While MicroStar works with more than 620 beer wholesalers in 48 U.S. states, keg barrel management is even more popular in the United Kingdom. TrenStar Inc. owns and manages 60 percent of the country's kegs. In the U.K. and Europe, TrenStar puts radio frequency identification (RFID) tags on aluminum and stainless steel kegs and casks to track location and container-use information for better control, visibility and asset utilization. The U.S. has a keg deposit system through distributors to keep track of kegs. Because of this system, RFID tags on kegs are not used in the U.S.

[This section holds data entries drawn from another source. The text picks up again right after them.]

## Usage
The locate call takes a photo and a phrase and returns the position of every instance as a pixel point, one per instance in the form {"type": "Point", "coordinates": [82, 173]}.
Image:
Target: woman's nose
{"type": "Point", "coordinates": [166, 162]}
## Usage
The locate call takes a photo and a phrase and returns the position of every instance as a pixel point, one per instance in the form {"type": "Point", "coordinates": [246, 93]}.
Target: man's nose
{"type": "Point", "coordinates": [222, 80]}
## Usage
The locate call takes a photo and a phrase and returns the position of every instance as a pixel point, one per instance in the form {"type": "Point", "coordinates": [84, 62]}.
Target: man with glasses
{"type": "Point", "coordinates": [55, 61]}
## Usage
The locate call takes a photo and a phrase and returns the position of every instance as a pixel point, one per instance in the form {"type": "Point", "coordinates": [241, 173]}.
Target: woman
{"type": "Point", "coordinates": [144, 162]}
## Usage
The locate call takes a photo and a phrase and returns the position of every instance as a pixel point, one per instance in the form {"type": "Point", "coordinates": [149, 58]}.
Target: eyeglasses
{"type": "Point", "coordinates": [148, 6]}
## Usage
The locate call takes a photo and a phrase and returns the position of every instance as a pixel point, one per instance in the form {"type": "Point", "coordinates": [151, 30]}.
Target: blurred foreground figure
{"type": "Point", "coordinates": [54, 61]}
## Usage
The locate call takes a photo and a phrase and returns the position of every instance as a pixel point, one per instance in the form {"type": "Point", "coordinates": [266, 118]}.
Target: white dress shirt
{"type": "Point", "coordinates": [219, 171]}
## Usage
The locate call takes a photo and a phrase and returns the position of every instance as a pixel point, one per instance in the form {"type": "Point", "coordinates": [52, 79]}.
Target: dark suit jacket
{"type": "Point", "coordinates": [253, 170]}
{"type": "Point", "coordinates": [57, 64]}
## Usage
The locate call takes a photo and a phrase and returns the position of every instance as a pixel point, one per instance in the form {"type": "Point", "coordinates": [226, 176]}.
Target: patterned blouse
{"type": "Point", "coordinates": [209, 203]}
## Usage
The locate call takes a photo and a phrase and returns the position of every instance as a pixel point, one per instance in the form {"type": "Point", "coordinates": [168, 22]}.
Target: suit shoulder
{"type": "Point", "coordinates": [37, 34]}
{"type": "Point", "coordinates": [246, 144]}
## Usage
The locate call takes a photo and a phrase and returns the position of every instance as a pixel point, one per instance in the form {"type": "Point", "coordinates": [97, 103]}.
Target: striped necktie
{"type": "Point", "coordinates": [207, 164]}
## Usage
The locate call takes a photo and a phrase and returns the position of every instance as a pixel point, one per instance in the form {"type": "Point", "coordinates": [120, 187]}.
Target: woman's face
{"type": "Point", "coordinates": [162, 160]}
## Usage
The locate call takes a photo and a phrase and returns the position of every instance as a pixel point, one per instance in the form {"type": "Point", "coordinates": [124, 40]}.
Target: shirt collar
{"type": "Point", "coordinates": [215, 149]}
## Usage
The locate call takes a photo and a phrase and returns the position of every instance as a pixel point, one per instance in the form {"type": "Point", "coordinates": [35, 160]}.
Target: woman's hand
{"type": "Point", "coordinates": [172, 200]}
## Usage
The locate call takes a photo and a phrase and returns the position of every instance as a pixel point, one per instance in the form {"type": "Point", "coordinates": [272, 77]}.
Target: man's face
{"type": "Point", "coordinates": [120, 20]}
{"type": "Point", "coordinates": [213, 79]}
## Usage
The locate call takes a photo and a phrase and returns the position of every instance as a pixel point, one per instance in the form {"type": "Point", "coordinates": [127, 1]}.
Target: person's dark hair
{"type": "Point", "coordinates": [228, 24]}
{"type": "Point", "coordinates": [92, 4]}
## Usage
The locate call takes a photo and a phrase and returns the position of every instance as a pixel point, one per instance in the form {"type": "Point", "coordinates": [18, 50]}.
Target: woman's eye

Coors Brewers Limited (CBL), Staffordshire, U.K.-based subsidiary of Adolph Coors Company (Golden, Colo.) has outsourced the ownership, procurement and tracking of kegs and casks to TrenStar Inc. CBL has a 15-year, " perfill" fee container services agreement with TrenStar. "The arrangement will provide opportunities for more effective use of cash, further debt reduction, and increased returns on capital," says Peter Kendall, CBL's chief executive officer. "The sale of our keg and cask inventory, together with the outsourcing of related services," he explains, "will improve our retail trade service levels, significantly increase container asset utilization and reduce container loss rates, all of which will help us drive sales and profitability."